Özgün, sezaryenin gerektiği zaman uygulandığı zaman can kurtaran anne ve bebek sağlığı için son derece ihtiyaç duyulan bir uygulama olduğunu bildirerek, bunun oranının yaklaşık yüzde 15'ler civarında olması gereken bir uygulama olduğunu söyledi. Özgün, "Çocukla ilgili eğer bir stres belirtisi varsa, anne karnında çocuğun kanlanması ve oksijenlenmesi ile ilgili problemler varsa ve biz bunları anlamışsak ve normal doğumu kaldıramayacağına karar vermişsek bu sezaryenle çocuğun dışarı alınması hakikaten hayat kurtarıcı olabilir" diye konuştu. Annenin anatomik olarak yapısında problem olduğunda, çatı ile çocuk arasında uyumsuzluk olduğunda sezaryenin yapılabileceğini anlatan Özgün, "Bu çocuk için çok büyük problemler oluşturabilir tabii ki bunu anlayıp ona göre sezaryene gidebiliriz" dedi. Özgün, konuşmasını şöyle sürdürdü: "Anne ile ilgili gerçekten başka problemler olabilir, kalça çıkıklığı olabilir, bulaşıcı hastalıklar olabilir buralarda da yine sezaryeni kullanabiliriz. Doğum sırasında her şey iyi giderken bir anda kordon sarkması olabilir, yine çocukla ilgili stres belirtileri, annede aşırı kanamalar olabilir. Ne doktorun ne hastanın isteğine bağlı olarak değil de gerçekten vakanın durumuna göre yapılmalıdır."

"SEZARYEN BEBEĞE ZARARLI OLABİLİR"

sezaryenin bebeğe zararı olabileceğine dikkati çeken Özgün, "Normal doğum aslında çocuğu birtakım streslerle karşılaştırarak doğum eylemi sırasında çocuk bir efor sarf ediyor. sezaryende bu streslerle karşılaşılmadığı için akciğerle ilgili olarak olgunlaşma ile ilgili problemler olabilir. Çünkü normal doğum annenin suyu gelmesi, ağrıların başlamasıyla süreci kendisi tayin eden bir şey" şeklinde konuştu. Doğum eylemini ne annenin ne çocuğun ne de doktorun karar verebildiğine dikkati çeken Özgün, bu sürecin kendi kendine geliştiğini söyledi. Özgün, "Sezaryen öyle değil, doktorun gün vermesiyle oluyor ve çocuk buna hazır olmayabilir. Biyolojik, fizyolojik olarak hazır olmayabilir. Çocuk dışarıya alındıktan sonra akciğerle ilgili solunum problemleri olabilir. sezaryen sırasında rahim katlarını geçerken sonuçta çocukla ilgili yaralanmalar olabilir" dedi.

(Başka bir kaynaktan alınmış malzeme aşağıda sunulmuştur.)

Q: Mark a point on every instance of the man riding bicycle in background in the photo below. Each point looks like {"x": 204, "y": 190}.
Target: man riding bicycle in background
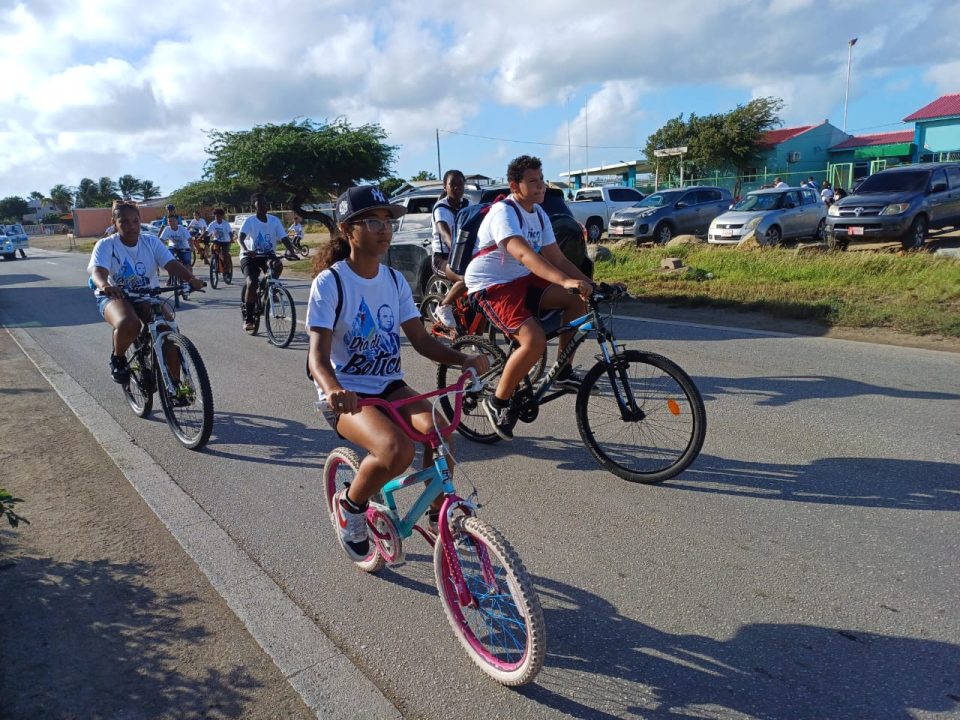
{"x": 129, "y": 259}
{"x": 220, "y": 232}
{"x": 258, "y": 239}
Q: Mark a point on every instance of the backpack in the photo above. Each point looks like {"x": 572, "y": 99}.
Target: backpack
{"x": 468, "y": 224}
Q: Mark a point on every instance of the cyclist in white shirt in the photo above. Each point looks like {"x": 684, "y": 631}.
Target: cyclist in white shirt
{"x": 129, "y": 259}
{"x": 258, "y": 240}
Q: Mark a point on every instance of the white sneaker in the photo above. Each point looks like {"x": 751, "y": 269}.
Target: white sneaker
{"x": 351, "y": 529}
{"x": 445, "y": 315}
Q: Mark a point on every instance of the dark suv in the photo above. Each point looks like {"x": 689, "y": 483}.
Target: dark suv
{"x": 410, "y": 249}
{"x": 901, "y": 203}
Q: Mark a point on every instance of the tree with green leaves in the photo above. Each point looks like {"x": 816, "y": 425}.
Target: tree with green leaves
{"x": 300, "y": 161}
{"x": 129, "y": 186}
{"x": 13, "y": 208}
{"x": 423, "y": 175}
{"x": 148, "y": 190}
{"x": 62, "y": 197}
{"x": 724, "y": 142}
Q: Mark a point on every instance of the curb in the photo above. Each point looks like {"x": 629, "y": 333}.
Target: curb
{"x": 311, "y": 663}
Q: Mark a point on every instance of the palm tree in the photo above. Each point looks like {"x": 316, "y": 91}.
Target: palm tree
{"x": 107, "y": 191}
{"x": 61, "y": 196}
{"x": 148, "y": 190}
{"x": 129, "y": 186}
{"x": 87, "y": 193}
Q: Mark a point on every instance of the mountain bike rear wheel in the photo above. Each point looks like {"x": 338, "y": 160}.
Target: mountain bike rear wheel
{"x": 339, "y": 470}
{"x": 280, "y": 316}
{"x": 189, "y": 411}
{"x": 502, "y": 628}
{"x": 647, "y": 424}
{"x": 474, "y": 424}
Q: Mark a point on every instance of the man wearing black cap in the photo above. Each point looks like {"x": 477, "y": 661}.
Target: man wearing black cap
{"x": 258, "y": 240}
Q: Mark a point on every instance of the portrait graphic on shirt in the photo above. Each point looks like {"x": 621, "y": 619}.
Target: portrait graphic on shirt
{"x": 373, "y": 346}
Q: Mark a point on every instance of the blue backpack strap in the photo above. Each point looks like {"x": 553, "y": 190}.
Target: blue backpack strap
{"x": 336, "y": 312}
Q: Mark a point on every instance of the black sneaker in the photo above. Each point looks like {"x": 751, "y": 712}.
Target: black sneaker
{"x": 119, "y": 370}
{"x": 501, "y": 419}
{"x": 569, "y": 380}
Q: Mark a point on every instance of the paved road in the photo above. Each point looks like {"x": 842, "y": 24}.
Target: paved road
{"x": 805, "y": 566}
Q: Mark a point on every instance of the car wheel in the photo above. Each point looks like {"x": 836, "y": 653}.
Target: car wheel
{"x": 594, "y": 230}
{"x": 916, "y": 235}
{"x": 663, "y": 233}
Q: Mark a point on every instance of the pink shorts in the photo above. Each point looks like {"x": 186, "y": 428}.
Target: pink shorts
{"x": 510, "y": 305}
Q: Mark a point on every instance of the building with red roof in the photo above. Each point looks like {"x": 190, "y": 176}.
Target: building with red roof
{"x": 937, "y": 129}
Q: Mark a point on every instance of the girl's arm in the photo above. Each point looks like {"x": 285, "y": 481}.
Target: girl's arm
{"x": 323, "y": 374}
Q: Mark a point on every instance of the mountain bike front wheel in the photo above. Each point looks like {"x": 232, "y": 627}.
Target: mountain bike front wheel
{"x": 641, "y": 417}
{"x": 502, "y": 627}
{"x": 189, "y": 409}
{"x": 280, "y": 316}
{"x": 339, "y": 470}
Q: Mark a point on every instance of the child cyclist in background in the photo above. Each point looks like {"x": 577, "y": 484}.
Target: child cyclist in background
{"x": 356, "y": 306}
{"x": 444, "y": 225}
{"x": 517, "y": 271}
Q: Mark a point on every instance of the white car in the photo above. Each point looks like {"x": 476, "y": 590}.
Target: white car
{"x": 774, "y": 215}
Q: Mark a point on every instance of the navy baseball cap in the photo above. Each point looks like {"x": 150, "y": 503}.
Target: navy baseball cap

"NORMAL DOĞUM ANNEYE GÜVEN VERİR"

Özgün, sezaryen olan bir anne ile normal doğum yapan bir annenin psikoloji arasındaki farka ilişkin konuşmasında şunları kaydetti: "Bu önemli bir şey. Kadın psikolojik olarak normal doğumda buna hazırlanıyor. 9 ay boyunca normal doğum yapacağım diye hazırlanıyor. Özellikle doğum eylemi sırasında çocukla anne arasında da bir bağ gelişiyor. Birtakım yorucu olmasına rağmen son derece fizyolojik son derece normal son derece güzel bir süreç geçiyor anne ile çocuk arasında. Sonuçta normal doğum aslında zannedildiği kadar da çok zor bir şey değil. İzin verilse kadına kattığı bir sürü artıları var. Sezaryende ise, gününden önce bu tip hazırlıklar olmadan anne anesteziyi alarak bu bahsettiğim süreçlerin hiçbirisi yaşanmadan doğum sancıları, rahmin itişi gibi. Biraz daha kopuk bir süreç ortaya çıkıyor. Sonuç olarak normal doğum geçiren annelerin aslında bir işi başarmanın verdiği hazla hayata karşı daha güvenli olduklarını gösteren birtakım çalışmalar da var."